There’s no bad blood, there’s no rancour, no bitterness. Prime Minister David Cameron
During a visit to Lockheed Martin UK in Bedford, the prime minister defended his decision to impose a three-line whip, saying: “In politics you have to confront the big issues rather than try and sweep them under the carpet. It wouldn’t be right for the country now to have a great big vote on an in/out referendum and the rest of it.”
Mr Cameron endured the biggest ever Tory rebellion over Europe in the Commons on Monday, but he denied his party had been left divided. “These are valued Conservative colleagues. I understand why people feel strongly and we will go forward together and tackle the difficult decisions that the country faces.
“But you have to do the right thing and give a lead in politics and that was what yesterday was about. First of all, the country has a guarantee now in law that if ever there is a proposal to pass power from Westminster to Brussels we would ask people in a referendum first.”
Where next for Cameron?
Education Secretary Michael Gove said the vote was all about Europe and all about principle, writes Channel 4 News Political Editor Gary Gibbon.
I spoke to plenty of MPs who rebelled who said it was, for them, actually about personnel management, aloofness, a sense that David Cameron was just in politics for his own aggrandisement and that they were treated like irrelevant oiks who fancied biting back.
And how do you manage this level of disgruntlement? One whip said to me today: I’ve got no f***ing sweeties to hand out.”
Read more from Gary Gibbon: Where next for dented David Cameron?
Among the rebels were ministerial aides Adam Holloway and Stewart Jackson, who have now lost their jobs. A Downing Street spokeswoman confirmed that both men had been “removed” but not “sacked”.
You don’t change Europe by launching some smash-and-grab dawn raid. Deputy Prime Minister Nick Clegg
“They haven’t been sacked because they were told in advance that if they voted that way they would be removed from government. The difference is, they knew that was the consequence of their actions.”
Mr Clegg, whose MPs voted against the motion, condemned the rebels. He said: “You don’t change Europe by launching some smash-and-grab dawn raid on Brussels. You do it by setting out the case for changes and then arguing the case with other countries.
“We can’t do this on our own. We have to build alliances, we have to convince and persuade other countries – and that is what we look to do all the time.”
Mr Gove told the BBC he wanted “a change in this parliament” on Britain’s relationship with Europe, adding: “We are already winning powers back. We need to win more and that process will require careful negotiation, but what we are fortunate in having is a Conservative party that is united as never before behind that renegotiation.”

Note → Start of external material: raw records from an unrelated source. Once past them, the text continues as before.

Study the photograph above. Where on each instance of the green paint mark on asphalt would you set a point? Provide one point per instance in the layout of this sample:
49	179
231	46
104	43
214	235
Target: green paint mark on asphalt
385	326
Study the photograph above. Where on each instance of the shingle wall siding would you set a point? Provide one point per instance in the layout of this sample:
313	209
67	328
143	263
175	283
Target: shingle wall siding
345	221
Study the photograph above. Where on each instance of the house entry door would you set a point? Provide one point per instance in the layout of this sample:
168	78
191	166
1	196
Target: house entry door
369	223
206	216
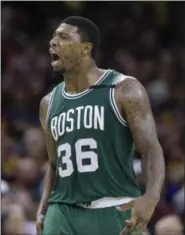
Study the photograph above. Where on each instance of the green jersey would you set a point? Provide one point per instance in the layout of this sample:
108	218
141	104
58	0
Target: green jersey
94	144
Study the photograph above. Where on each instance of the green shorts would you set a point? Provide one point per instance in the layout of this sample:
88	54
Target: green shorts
63	219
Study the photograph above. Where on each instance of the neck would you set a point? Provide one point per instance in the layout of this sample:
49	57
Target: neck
81	78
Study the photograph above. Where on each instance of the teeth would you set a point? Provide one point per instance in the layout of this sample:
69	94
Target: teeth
55	57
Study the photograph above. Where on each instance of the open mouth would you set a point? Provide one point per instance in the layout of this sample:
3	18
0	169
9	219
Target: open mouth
55	57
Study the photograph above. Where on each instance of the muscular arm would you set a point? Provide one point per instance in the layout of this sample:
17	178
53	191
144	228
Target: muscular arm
49	178
135	105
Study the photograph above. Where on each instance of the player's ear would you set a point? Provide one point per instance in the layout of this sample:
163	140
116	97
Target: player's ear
87	47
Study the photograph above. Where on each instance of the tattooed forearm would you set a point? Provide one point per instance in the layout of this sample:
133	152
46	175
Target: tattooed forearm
49	178
138	113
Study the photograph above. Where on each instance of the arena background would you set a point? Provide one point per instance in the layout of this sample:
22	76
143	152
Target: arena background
145	40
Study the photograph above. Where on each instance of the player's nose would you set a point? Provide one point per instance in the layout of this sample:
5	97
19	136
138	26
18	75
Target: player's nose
53	43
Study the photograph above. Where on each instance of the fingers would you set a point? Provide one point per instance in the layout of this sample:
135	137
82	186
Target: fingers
126	206
132	228
39	227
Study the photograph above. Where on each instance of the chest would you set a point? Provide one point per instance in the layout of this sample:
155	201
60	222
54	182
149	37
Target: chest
79	118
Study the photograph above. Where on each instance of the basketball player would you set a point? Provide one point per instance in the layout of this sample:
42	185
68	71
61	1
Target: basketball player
91	121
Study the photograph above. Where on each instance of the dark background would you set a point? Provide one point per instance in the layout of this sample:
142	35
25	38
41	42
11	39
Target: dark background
142	39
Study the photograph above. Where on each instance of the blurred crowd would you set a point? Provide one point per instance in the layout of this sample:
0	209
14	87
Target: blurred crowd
145	40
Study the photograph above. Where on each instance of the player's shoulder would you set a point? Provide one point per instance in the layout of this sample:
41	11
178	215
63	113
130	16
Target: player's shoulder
45	100
129	85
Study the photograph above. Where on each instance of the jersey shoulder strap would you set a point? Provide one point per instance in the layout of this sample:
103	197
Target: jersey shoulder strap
52	101
118	77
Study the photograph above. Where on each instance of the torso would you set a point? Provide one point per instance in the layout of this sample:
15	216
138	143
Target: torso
94	144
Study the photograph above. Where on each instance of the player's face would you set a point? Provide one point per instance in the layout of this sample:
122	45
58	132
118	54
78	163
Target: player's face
66	48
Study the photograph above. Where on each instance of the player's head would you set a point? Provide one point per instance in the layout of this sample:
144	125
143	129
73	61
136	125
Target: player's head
75	40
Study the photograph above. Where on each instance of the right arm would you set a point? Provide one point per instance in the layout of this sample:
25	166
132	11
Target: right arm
49	178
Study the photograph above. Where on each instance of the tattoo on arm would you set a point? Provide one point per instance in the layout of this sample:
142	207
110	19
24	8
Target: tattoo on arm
49	178
137	110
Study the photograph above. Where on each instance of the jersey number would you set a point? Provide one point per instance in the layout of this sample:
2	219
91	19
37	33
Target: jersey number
65	152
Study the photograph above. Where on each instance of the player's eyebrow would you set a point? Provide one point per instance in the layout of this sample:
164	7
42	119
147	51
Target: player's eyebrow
60	33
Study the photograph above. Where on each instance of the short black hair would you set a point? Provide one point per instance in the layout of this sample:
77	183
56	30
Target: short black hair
88	31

Mr Cameron’s official spokesman said distinctions had to be drawn between Conservative and coalition policy.
“We have a coalition government and some of the things that Conservative members of the government are saying reflect Conservative party policy and some things reflect the government’s policy,” he said. “The government’s policy is very clear because it is set down in the coalition agreement.”